Even the improvements to the enforcement staff in recent years speak to this conflict. On the one hand, staff focused on football and basketball are “charged with generating cases.” On the other hand, their peers and colleagues are the ones charged with reviewing cases and deciding what charges will go into a Notice of Allegations and before the Committee on Infractions. It’s not hard to see the appearance of impropriety from the critic’s eye. “I need to get this case through, so let mine go and I’ll owe you one.”

So it is no wonder that the public, student-athletes, and even coaches and administrators seem unclear about the role of the enforcement staff. When someone connected to a possible violation sits down with an NCAA investigator, who are they sitting down with? An impartial fact finder who is simply interested in the dispassionate search for the truth? Or someone tasked with defending and protecting the NCAA’s rules, charged with sniffing out violators and bringing them to justice?

The events of the past year or so suggest that in the eyes of student-athletes, the public, and most importantly member institutions, impartiality and aggressiveness cannot coexist. In truth they can; an investigation can tenaciously follow the facts wherever they lead, including to a conclusion that nothing improper happened. But between stronger defenses put on by schools and the need to protect student-athletes as especially vulnerable in an investigation make it more difficult.

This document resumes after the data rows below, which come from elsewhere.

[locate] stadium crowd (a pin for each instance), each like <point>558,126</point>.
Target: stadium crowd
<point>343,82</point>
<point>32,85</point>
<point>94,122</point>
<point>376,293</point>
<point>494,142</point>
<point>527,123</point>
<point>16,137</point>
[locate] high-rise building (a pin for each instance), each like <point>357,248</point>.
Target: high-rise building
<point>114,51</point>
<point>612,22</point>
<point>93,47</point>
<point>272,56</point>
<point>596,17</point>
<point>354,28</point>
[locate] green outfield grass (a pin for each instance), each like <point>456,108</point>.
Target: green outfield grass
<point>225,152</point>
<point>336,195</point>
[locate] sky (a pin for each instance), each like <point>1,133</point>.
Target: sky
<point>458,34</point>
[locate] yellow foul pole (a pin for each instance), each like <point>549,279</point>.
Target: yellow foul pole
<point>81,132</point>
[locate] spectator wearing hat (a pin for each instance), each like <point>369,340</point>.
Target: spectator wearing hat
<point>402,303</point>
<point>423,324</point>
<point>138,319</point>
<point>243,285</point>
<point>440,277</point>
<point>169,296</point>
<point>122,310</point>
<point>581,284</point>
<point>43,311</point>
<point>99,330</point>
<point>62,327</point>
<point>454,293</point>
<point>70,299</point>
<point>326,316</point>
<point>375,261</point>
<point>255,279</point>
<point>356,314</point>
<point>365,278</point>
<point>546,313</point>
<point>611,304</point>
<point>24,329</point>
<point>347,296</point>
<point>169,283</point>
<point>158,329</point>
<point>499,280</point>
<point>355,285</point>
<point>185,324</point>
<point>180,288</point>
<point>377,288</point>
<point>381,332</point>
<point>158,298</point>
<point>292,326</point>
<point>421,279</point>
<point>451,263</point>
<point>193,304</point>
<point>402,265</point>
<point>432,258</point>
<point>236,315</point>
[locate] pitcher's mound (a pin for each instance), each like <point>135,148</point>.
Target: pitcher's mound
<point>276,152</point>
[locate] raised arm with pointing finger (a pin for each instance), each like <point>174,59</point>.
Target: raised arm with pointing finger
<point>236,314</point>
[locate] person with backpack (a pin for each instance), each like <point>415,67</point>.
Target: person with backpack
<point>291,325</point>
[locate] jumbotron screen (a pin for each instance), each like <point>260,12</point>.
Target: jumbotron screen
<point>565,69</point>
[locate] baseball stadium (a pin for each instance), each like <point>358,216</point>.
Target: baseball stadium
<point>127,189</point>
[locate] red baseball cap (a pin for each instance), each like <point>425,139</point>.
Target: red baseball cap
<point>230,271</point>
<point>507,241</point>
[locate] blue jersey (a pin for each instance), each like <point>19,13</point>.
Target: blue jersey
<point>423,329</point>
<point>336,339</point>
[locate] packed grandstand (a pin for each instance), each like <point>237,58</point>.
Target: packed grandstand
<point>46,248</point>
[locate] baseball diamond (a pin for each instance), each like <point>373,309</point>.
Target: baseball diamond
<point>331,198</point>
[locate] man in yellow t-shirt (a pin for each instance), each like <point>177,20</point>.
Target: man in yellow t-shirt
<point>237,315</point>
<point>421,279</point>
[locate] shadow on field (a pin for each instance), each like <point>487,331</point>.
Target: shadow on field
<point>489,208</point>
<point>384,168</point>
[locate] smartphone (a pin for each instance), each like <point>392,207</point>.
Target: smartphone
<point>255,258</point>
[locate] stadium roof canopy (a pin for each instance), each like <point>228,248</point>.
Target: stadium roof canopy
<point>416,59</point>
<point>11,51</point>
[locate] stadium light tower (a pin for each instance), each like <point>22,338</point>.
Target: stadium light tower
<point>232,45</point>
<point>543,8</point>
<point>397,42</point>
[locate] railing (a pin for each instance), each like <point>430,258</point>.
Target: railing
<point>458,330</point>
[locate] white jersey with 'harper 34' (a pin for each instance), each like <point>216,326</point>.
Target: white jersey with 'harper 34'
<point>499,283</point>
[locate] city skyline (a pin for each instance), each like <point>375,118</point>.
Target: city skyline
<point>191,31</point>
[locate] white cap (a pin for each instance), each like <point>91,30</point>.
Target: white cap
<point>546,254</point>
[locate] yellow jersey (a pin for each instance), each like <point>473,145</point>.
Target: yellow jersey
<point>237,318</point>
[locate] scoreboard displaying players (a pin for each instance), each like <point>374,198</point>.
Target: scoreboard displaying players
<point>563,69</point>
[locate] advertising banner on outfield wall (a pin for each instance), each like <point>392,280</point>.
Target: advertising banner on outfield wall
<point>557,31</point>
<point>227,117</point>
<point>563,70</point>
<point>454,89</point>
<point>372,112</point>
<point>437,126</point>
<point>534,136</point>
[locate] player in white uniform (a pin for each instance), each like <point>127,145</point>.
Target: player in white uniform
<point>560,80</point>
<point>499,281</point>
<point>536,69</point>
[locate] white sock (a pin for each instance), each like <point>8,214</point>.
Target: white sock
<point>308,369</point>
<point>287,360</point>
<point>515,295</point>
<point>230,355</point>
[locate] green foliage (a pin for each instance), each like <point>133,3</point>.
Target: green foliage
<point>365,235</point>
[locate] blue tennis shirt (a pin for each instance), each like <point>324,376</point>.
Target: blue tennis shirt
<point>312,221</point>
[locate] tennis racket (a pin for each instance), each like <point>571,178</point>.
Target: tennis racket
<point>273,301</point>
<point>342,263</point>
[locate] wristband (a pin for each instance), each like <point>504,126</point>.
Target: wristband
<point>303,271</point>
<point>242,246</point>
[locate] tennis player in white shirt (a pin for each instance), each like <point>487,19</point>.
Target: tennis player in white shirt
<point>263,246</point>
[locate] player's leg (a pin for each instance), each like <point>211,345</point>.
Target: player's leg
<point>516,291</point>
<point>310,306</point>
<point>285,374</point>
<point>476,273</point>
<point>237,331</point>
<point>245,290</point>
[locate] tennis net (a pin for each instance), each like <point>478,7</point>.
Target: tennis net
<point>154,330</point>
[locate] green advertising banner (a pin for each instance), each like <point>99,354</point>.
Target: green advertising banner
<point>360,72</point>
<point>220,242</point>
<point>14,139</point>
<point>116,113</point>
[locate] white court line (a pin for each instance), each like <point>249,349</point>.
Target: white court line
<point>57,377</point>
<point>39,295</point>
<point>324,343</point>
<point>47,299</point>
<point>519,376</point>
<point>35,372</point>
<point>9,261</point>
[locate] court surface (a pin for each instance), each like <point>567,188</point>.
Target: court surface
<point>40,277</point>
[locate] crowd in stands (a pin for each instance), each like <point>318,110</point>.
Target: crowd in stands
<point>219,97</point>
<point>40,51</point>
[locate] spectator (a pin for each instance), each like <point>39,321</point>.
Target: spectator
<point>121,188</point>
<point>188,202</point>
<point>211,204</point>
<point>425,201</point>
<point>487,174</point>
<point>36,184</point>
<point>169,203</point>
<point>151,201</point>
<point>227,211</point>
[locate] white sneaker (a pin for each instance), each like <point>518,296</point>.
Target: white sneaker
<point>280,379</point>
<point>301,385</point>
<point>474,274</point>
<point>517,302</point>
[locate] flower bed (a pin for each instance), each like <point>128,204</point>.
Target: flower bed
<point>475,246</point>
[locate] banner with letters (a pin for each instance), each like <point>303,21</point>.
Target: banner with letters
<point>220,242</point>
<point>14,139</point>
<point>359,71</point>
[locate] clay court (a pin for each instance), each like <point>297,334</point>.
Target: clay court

Perhaps the solution is to abandon the pretense about what side the NCAA enforcement staff is on. While cops and prosecutors are supposed to impartial in a way, no one doubts where their loyalties lie. They are paid to catch criminals, enforce the state’s laws, be suspicious, and win convictions. This works (in theory if not always in practice) because of the protections and limits placed on their power.

Perhaps instead of finding a workable solution where everyone is expected to be cooperative and impartial, the NCAA’s’ best path forward is to clarify everyone’s roles with clear rules and clearer expectations. Investigators are on the side of the NCAA, and are paid to be cynical. Anything you say to them can and will be held against you. That is balanced by making sure institutions and student-athletes are adequately represented, with public defenders if necessary.

The cooperative principle should evolve into an expectation of membership. Institutions, student-athletes, and coaches will not be expected to “cooperate” with an investigation. They are instead expected to respond to orders and requests within clearly defined time limits, possibly enabling student-athletes to continue to compete while under investigation. Iron-clad rules should answer questions about what evidence the NCAA can use, how the NCAA can gather it, and the expectations for vetting the credibility of evidence.

When an investigation is possibly ready for a Notice of Allegations, peer review should be replaced by a grand jury. That could be membership representatives, volunteers from the public (like retired judges), or a separate, firewalled portion of the national office staff. Their job would be to review the evidence, review the charges, and decide if enough of the former supports enough of the latter to go forward.

The NCAA cannot continue to try and pitch enforcement as happy helpful civil servants. The enforcement system needs clear rules, clear expectations, and a clear message to the membership. And the easiest message to send is that we are on the side of NCAA rules and if you break them, we’re coming for you.